Special Issues When LLCs are Taxed as Partnerships
  • Have Caution When Setting the Split of Profits:

    • As a general rule the IRS regulations require that profits to be split by the same percentage as the percentage of each member's investment in the company.

    • But, the IRS will allow profits to be split by some other percentage (a "special allocation") PROVIDED such profit split has a "substantial economic effect".  For there to be a "substantial economic effect" the LLC's Operating Agreement MUST provide for the following:

      • "Capital accounts" must be maintained as specified in the IRS regulations

        • The capital account of a member consists of his or her capital contributions plus his or her share of the profit reduced by distributions made and the member's proportionate share of the companies losses.

        • Click Here for an outline on how to set up an LLC accounting system that tracks member capital accounts.

      • Upon liquidation negative capital accounts must be repaid by the members in question.

    • If the LLC Operating Agreement splits profits by a special allocation but without there being a "substantial economic effect" the IRS, upon audit, could reallocated the profits amongst the members in accordance with their actual interest in the partnership as determined from all the facts and circumstances.  This could lead to a determination that certain members had underpaid their taxes (accompanied by penalties and interest on the underpaid amount). CLICK HERE to view 26 CFR 1.704-1

  • "Guaranteed Payments" vs "Distributions"

    • Money paid by the LLC to a member can be classified as either:

      • "Distributions":  These are either payments made to members out of current earnings or payments made to members during liquidation of the company.

        • A distribution is made from an equity account and is thus shown as a reduction of the member's capital account.

      • "Guaranteed payment":  A regularly scheduled payment for services rendered by a member, treated similar to the treatment of salary

        • Guaranteed payments are paid out of an operating account not a capital account.  Guaranteed payments are a deductible business expenses whereas distributions are not.  Thus, guaranteed payments, like all deductible business expenses, reduce the LLC's taxable income.

        • A member receiving a guaranteed payment is taxed on the payments similar to the way salary is taxed EXCEPT that the member must also pay self-employment tax on the guaranteed payment (as well as paying self employment tax on his or her share of the LLC's profits as is true for all the members).

          • Because of the tax deduction taken by the company for guaranteed payments the amount of profits are reduced thus reducing the self employment tax obligation of the other members.

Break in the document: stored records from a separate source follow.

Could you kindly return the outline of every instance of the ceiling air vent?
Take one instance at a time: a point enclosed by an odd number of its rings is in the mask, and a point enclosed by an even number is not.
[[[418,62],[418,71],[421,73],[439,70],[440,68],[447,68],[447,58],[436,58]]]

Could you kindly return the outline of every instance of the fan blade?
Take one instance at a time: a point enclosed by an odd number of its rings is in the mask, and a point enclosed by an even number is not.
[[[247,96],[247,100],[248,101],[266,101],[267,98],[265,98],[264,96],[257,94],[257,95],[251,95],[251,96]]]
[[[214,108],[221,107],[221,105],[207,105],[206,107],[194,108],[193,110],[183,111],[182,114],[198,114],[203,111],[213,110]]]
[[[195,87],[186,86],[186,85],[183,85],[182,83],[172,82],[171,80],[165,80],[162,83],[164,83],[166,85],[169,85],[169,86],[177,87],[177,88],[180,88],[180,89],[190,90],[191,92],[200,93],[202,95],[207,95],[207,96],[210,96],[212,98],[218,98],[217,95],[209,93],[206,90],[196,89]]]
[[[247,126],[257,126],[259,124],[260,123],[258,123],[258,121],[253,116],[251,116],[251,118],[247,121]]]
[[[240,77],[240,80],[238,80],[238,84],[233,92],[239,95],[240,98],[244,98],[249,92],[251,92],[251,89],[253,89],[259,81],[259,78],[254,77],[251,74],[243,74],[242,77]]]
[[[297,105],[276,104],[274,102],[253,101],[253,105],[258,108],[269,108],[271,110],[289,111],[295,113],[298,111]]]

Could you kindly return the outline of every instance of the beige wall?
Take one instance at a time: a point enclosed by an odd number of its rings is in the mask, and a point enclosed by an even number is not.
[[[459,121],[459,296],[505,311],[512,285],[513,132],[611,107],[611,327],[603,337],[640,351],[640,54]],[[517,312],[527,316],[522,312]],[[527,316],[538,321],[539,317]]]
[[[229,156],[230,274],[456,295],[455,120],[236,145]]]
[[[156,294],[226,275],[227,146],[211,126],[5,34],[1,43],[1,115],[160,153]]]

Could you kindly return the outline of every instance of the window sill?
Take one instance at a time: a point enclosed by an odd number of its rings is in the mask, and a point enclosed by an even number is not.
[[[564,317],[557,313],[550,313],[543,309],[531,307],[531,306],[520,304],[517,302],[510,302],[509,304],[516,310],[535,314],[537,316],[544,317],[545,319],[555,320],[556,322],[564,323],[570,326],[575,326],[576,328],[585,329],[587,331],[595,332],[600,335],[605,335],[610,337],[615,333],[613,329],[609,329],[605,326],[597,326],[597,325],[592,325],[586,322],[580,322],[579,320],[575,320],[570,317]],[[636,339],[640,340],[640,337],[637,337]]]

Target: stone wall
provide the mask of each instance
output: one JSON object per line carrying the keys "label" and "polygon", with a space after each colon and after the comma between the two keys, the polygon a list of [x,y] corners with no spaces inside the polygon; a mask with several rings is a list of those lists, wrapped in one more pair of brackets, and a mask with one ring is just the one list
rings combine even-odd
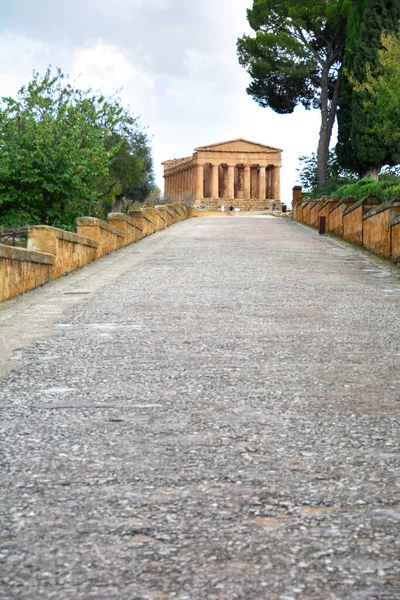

        • A "guaranteed payment" reduces the capital accounts of ALL members because it is a tax deduction that reduces the amount of profit allocated to the capital accounts.  A "distribution", on the other hand, reduces ONLY the recipient-member's capital account.

        • Guaranteed payments must be paid even though a net loss might result for the LLC.  Unlike distributions, the right to receive a guaranteed payment is not contingent upon earnings.  Guaranteed payments are treated as an operating expense.

        • Guaranteed payments made to worker-members are reported on Schedule K-1 of IRS Form 1065 (the partnership informational return)

        • CLICK HERE FOR MORE INFORMATION ON "GUARANTIED PAYMENTS"

  • Limits on the Deductability of Operating Losses:

    • For LLCs taxed as pass-through entities (either as a partnership or an S Corporation) the LLC member's ability to deduct business losses is limited by the following:

      • The only losses that can be deducted are those for which the LLC member is personally "at risk" - IRS Code Section 465

      • For losses resulting from "passive activity" the amount of the loss that can be deducted may be limited (IRS Code Section 469)

      • The amount of a loss that can be deducted is limited by the tax basis of the member's interest in the LLC - see sections 704(d) and 1366(d) of the IRS Code.